Kingfisher(87)



“No,” Daimon said fairly. “I don’t, either.”

“This led us here.” Ana raised a darkly shod foot, nudged the odd, shifting cloudy bundle of bracken with it. “To Chimera Bay. We heard pleas for help that his evil caused, and finally understood them.”

“What is it?” Daimon asked uneasily.

“Our first and only king,” Morrig said, her voice so cold and thin that Daimon felt it chill his heart. “He and the cauldron vanished at the same time, during that battle with the wyvern king. He keeps telling us he has no idea where it is. But he is here in Chimera Bay, and so are you with your raven’s eyes. If it’s here, you’ll recognize it.”

Daimon gazed with horror and fascination at the bundle. “What will you do with him?”

“We’ll ask him one last time,” Morrig answered. “If he refuses to tell us, we’ll trap him somewhere, I suppose. I don’t know if such power truly can die, but he’s too dangerous to let loose.” Out of the corner of his eye, Daimon saw the wordless Scotia shift half a step closer to him. “Where in your world are we?”
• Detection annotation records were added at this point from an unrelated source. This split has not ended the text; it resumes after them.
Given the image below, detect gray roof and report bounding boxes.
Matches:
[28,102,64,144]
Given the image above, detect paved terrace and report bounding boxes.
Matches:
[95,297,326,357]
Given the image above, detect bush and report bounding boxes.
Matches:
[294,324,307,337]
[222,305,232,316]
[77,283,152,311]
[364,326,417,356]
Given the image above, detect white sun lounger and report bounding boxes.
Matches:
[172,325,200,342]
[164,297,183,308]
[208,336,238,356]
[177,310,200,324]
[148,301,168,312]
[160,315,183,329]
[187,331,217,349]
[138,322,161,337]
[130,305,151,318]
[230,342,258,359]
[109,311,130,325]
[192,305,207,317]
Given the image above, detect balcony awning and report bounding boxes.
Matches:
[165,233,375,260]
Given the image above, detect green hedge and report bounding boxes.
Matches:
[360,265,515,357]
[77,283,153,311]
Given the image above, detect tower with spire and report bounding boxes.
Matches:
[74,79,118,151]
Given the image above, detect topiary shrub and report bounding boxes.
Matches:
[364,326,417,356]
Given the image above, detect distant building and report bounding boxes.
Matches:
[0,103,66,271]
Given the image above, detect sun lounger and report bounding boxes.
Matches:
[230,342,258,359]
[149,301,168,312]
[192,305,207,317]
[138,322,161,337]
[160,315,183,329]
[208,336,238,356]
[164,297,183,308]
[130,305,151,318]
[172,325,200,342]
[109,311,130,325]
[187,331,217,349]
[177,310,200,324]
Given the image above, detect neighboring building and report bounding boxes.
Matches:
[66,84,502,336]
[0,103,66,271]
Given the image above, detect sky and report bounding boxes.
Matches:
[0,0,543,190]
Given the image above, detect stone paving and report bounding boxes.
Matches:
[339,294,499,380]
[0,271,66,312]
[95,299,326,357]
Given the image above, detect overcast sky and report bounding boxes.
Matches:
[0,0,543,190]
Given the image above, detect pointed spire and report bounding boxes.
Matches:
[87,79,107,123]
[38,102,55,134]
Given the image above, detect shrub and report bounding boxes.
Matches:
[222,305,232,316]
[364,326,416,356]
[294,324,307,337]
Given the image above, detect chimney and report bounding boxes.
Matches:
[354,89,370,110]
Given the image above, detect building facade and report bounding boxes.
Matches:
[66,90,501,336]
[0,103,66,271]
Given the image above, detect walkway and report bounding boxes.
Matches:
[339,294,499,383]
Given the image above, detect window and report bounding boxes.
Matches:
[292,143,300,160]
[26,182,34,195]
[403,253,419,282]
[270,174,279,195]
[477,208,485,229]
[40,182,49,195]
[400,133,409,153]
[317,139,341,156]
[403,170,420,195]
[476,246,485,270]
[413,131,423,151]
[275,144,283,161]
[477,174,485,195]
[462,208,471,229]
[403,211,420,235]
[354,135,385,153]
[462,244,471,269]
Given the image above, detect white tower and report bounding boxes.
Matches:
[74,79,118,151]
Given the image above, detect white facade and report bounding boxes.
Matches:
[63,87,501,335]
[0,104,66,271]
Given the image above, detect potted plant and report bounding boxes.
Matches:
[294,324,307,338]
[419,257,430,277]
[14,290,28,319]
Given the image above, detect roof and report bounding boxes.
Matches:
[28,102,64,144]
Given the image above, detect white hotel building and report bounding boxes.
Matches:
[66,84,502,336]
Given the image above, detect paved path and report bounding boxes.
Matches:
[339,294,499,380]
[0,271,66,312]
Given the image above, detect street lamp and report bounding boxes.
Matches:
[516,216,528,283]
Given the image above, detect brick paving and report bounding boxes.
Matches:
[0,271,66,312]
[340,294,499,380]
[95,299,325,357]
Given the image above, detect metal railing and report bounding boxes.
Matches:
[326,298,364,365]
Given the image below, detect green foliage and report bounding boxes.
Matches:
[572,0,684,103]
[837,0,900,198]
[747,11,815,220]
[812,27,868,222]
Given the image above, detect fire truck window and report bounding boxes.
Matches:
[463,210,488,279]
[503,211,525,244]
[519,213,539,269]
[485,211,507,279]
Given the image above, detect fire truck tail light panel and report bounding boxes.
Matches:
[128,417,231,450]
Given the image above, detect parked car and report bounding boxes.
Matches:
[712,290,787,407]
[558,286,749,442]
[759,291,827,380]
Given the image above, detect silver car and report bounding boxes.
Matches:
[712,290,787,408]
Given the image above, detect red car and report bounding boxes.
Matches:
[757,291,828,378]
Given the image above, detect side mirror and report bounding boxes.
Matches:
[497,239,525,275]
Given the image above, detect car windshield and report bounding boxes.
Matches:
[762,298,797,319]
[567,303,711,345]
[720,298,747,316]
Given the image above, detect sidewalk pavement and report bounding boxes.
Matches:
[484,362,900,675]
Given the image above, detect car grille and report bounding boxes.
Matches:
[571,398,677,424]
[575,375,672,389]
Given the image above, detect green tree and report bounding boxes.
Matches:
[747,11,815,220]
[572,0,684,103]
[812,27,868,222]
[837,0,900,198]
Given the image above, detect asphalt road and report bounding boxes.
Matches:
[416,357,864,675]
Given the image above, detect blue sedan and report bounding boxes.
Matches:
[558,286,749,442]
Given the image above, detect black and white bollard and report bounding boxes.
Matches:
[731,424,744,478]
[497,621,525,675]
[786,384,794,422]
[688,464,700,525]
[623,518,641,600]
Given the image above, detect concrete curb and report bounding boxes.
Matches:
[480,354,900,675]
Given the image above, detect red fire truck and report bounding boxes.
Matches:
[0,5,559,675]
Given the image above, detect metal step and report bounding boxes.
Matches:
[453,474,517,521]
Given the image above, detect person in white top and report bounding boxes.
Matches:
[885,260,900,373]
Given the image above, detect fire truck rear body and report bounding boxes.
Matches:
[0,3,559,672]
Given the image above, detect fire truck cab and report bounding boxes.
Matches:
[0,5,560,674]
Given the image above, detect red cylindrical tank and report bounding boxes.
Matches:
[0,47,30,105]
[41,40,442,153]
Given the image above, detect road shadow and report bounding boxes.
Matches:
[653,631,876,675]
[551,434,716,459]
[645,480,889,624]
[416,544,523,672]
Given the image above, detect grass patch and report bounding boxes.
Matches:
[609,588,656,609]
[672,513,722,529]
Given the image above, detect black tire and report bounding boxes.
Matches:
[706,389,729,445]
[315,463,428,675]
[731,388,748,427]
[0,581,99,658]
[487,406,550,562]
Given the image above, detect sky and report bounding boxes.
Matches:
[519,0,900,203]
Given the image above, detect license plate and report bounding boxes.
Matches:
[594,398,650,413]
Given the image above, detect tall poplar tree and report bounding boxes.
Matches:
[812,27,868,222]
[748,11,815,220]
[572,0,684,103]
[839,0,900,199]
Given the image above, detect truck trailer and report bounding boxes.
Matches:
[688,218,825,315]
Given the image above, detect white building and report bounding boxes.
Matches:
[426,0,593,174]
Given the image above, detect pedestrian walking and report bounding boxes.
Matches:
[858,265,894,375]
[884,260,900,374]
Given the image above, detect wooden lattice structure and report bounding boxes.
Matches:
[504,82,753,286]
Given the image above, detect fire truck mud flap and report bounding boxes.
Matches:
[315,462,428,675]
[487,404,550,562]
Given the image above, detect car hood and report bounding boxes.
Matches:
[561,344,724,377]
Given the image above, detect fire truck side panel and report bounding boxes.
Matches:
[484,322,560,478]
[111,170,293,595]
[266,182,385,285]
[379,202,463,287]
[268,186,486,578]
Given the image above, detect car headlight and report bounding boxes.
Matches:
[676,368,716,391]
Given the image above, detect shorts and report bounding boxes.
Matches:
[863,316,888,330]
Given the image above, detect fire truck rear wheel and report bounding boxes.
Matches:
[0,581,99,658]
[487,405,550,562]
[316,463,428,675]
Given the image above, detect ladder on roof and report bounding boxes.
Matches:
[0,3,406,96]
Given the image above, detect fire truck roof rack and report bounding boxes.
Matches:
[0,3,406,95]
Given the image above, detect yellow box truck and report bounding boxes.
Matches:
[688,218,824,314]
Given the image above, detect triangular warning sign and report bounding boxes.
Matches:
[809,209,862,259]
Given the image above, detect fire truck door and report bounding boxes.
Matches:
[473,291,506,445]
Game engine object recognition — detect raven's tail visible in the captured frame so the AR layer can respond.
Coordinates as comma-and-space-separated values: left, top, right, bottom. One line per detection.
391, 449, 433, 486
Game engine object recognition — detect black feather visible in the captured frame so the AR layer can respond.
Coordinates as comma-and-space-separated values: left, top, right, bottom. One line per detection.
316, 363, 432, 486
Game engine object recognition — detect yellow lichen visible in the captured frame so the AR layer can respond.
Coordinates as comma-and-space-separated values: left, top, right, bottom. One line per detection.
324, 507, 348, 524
“We’re in the parking lot of the all-you-can-eat diner.”

“Ah. Good. That’s what you came here to find. There are ways we can see without being seen. Can you take us where the inside of it might be?”

Daimon, remembering vaguely, led them through the trees to where, if another world had shifted into view, the old hotel would have stood. Trees thinned into a clearing; forgotten ruins rose around them as they entered it. Within the slumping, crumbled stones, a little circular pool ringed with shells serenely reflected the sky above it.

“Something of Calluna’s?” Vivien guessed. “They put their inn on top of this sacred shrine?”

“Or they built the inn there because they felt the power in this place,” Ana suggested. “Perhaps a place worthy of some great vessel that fell into their possession.”

“It certainly didn’t look worthy,” Daimon commented. “The roof is half–blown away, and most of the walls are held up by scaffolding. The inn itself looked closed.”

“Sounds like the perfect place to keep a secret,” Morrig said with interest. “Water knows everything; it goes everywhere, and it never forgets. There’s an eye; let’s see what it sees.”

She moved toward the little pool. Daimon heard an odd whimpering from the bundle as Ana tugged the raven chain. The whimpering subsided to whispering as it bumped along the ground. Daimon, following behind the three veiled figures, risked a glance at Scotia. Her face was as chalky pale as the shells scattered around the pool; she met his eyes clearly but without expression, recognizing, in that dark company, the dangers of coherent thinking.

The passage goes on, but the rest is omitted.